Comandante Gustavo Kraemer International Airport is the airport serving Bagé, Brazil. Since February 8, 1952, it is named after Captain Gustavo Ernesto de Carvalho Kraemer (1911–1950), founder and pilot of the airline SAVAG, killed on an air-crash in 1950.

It is operated by ASUR.

==History==
The airport opened on July 5, 1946. On February 8, 1952, the airport was renamed after Gustavo Kraemer, who on June 20, 1950, died on an air-crash while piloting an aircraft of SAVAG, an airline of which he was also president.

Previously operated by Infraero, on April 7, 2021 CCR won a 30-year concession to operate the airport. On April 26, 2025 CCR was rebranded as Motiva.

On November 18, 2025 the entire airports portfolio of Motiva was sold to the Mexican airport operator ASUR. Motiva will cease to operate airports. The transaction was completed on August 31, 2026.

==Airlines and destinations==

No scheduled flights operate at this airport.

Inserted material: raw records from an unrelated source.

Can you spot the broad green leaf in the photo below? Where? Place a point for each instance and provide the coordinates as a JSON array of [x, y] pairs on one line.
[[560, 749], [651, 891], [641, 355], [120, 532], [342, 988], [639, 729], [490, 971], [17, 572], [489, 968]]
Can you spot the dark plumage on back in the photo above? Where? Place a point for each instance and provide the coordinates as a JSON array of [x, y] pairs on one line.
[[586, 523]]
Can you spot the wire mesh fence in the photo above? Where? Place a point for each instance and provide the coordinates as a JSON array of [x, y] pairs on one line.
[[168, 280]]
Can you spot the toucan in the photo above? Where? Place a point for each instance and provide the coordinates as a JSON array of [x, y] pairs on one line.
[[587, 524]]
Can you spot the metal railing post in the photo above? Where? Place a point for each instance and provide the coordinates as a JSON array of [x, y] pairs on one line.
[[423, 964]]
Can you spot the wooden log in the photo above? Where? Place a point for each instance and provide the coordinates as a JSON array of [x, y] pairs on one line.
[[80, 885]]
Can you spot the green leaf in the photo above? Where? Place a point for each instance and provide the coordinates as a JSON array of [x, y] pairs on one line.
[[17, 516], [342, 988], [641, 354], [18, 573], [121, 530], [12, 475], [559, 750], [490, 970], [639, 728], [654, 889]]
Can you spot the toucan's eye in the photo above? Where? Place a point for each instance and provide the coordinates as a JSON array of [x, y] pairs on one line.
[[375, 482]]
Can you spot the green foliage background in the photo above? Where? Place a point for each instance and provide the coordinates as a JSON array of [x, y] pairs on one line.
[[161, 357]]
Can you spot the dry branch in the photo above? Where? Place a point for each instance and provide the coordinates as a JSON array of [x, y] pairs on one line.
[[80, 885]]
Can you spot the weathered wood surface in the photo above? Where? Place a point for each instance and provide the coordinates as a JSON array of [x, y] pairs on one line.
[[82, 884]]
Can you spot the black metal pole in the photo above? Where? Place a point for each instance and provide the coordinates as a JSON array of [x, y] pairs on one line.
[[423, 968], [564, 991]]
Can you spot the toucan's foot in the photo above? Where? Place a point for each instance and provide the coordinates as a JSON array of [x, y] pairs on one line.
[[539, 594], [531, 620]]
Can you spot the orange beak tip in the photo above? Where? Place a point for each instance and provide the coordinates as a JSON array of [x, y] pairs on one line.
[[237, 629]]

==Accidents and incidents==
- 7 April 1957: a Varig Curtiss C-46A-45-CU Commando registration PP-VCF operating a flight from Bagé to Porto Alegre crashed during take-off from Bagé following a fire developed in the left main gear wheel well and consequent technical difficulties. All 40 passenger and crew died.

==Access==
The airport is located 7 km from downtown Bagé.